Fixed broken wire and I got it started running for about 1min then it died and will not start but I noticed when I try to start it there is an arc still at the coil and positive terminal when it is trying to turn over???
So I bought a new coil they is nothing open on a weekend in my town so i manage to find one but it was not a marine merc part it was from a 305 GM engine i hooked it up and boat fired right up seem to run good for a bit then i touch the coil to distributor cap wire at the distributor on the wire not the boot part and got a shock?? Then I noticed few mins after the new coil had cracked. So not sure. I know it is best to use only marine parts and I will get one Monday but just wanted to see and not sure why I would get shocked?

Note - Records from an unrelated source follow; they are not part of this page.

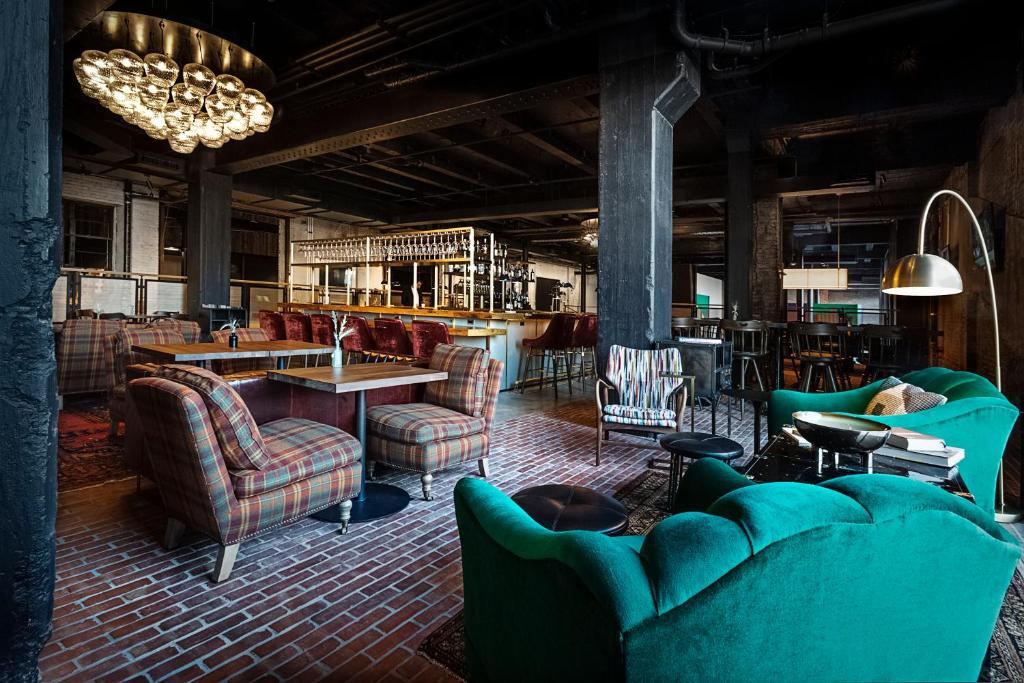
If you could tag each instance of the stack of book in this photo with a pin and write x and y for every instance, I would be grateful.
(916, 447)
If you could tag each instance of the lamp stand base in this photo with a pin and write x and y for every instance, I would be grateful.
(1008, 515)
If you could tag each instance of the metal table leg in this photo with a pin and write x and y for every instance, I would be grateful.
(375, 500)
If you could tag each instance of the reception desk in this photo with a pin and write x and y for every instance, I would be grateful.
(501, 333)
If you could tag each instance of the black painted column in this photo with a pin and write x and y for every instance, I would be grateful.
(30, 254)
(646, 85)
(209, 237)
(739, 223)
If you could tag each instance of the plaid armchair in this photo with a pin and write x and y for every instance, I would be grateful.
(223, 476)
(81, 355)
(452, 426)
(645, 392)
(123, 364)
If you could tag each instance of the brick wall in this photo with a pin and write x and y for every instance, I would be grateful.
(766, 286)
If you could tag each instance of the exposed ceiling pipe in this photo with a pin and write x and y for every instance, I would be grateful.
(772, 43)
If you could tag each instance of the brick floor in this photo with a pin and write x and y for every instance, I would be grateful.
(304, 602)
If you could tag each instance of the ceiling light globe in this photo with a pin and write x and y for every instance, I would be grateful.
(127, 66)
(229, 87)
(922, 274)
(161, 70)
(177, 118)
(249, 99)
(199, 77)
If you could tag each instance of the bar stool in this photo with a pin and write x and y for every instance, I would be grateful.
(819, 347)
(584, 343)
(392, 341)
(359, 343)
(298, 328)
(427, 335)
(686, 327)
(272, 324)
(887, 351)
(553, 345)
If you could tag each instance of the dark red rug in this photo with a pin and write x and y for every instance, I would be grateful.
(86, 456)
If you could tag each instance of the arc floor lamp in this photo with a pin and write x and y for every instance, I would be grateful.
(928, 274)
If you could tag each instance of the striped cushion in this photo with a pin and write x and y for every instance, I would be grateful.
(427, 457)
(463, 390)
(421, 423)
(638, 378)
(903, 398)
(240, 439)
(298, 450)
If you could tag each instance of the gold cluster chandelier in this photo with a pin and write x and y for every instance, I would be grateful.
(203, 108)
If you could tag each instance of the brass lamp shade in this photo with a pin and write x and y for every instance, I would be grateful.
(922, 274)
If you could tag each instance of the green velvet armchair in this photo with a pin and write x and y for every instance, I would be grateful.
(863, 578)
(976, 418)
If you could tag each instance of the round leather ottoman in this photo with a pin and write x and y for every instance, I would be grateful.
(695, 445)
(565, 508)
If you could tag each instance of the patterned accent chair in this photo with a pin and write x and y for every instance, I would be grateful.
(359, 344)
(272, 324)
(427, 335)
(645, 392)
(123, 364)
(240, 366)
(82, 355)
(451, 426)
(221, 475)
(391, 340)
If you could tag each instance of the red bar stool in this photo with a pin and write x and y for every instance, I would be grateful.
(427, 335)
(553, 346)
(359, 344)
(585, 344)
(392, 340)
(323, 330)
(272, 324)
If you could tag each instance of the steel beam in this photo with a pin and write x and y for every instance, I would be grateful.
(396, 114)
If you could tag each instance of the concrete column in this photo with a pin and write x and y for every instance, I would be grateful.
(209, 237)
(645, 87)
(31, 48)
(739, 223)
(766, 283)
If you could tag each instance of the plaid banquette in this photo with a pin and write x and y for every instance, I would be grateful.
(467, 370)
(200, 489)
(426, 437)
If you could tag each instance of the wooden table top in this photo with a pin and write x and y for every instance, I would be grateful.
(356, 378)
(217, 350)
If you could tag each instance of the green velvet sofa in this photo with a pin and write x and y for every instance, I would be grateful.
(976, 418)
(864, 578)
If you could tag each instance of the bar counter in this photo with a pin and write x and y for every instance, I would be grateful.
(501, 333)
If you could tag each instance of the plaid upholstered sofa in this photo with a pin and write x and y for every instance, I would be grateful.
(221, 475)
(451, 426)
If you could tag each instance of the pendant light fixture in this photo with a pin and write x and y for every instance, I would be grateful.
(203, 108)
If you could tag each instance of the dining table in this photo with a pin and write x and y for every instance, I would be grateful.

The coil should be the same, have not found marine specific coil only if they have internal or external resistance, and in your case this is not an issue. It may not be the coil, it may be the wire and boot. Unable to see what you can
Ya I am going to get a new coil and plug wire kit Monday along with new spark plugs. This coil was pretty cheap 34bucks Canadian. Going to get all that done Monday and will see only thing left in ignition will be the ignition sensor in the distributor I think. I am convinced that my issue is not fuel anymore though.
I was looking closer and Found the crack in the plug wire going from the center top of distributor cap to top of ignition coil. It is right at the end of the distributor just after the boot on the wire its self. So hopefully new ignition wires, coils and spark plugs will cure this problem.
So just as I thought nothing In stock here so I got new spark plugs, coil wires and a new coil. Should all be here Thursday will have in boat hopefully all Thursday and see what happens. Also while doing spark plugs will do compression test. I know you are suppose to have engine warm for a compression test I believe but can’t really do that as it won’t start with out a coil. When I get the parts should I just to the coil and plug wires first then see if it runs warm it up and then do the plugs/compression test or can I just do it cold?
Ok so got the new plug wires on and boat would not start then got the new coil on and boat fires right up on ear muffs sounded great. Then got it out on lake and boat started right up and idled great. Got out on water warmed motor up and then put hammer down boat shot right out of water did this several times and boat ran great!!! On way back to dock slowed right down to about 10mph and was coasting there for a bit and then boat started to idle down and then rev up and gave it a little more throttle seem to clear up a bit then slowed down again and as got close to dock and boat started doing it again rev up and down then died and would not start nothing no cracking nothing?? Got to dock Loaded boat up and got home. I put boat on ear muffs and noticed that coil wire on top of the coil had half come off and was just sitting on top of coil so...... this makes sense now why there was no power at the dock when tried to restart And nothing. But would this be why it was idling up and down too?
Well boat ran amazing on the lake no issue at all. After fixing coil wire, taking TEE out of line and changing out to the anti Syphon valve. The anti syphon valve was for sure the fuel issue I installed a clear fuel line from tank to filter just so I can see and with other check valve on the fuel line would not stay full I think that check valve I had in there for temporary was not good soon as I installed the correct anti syphon valve and turned key on the line filled and stayed full and same while running boat.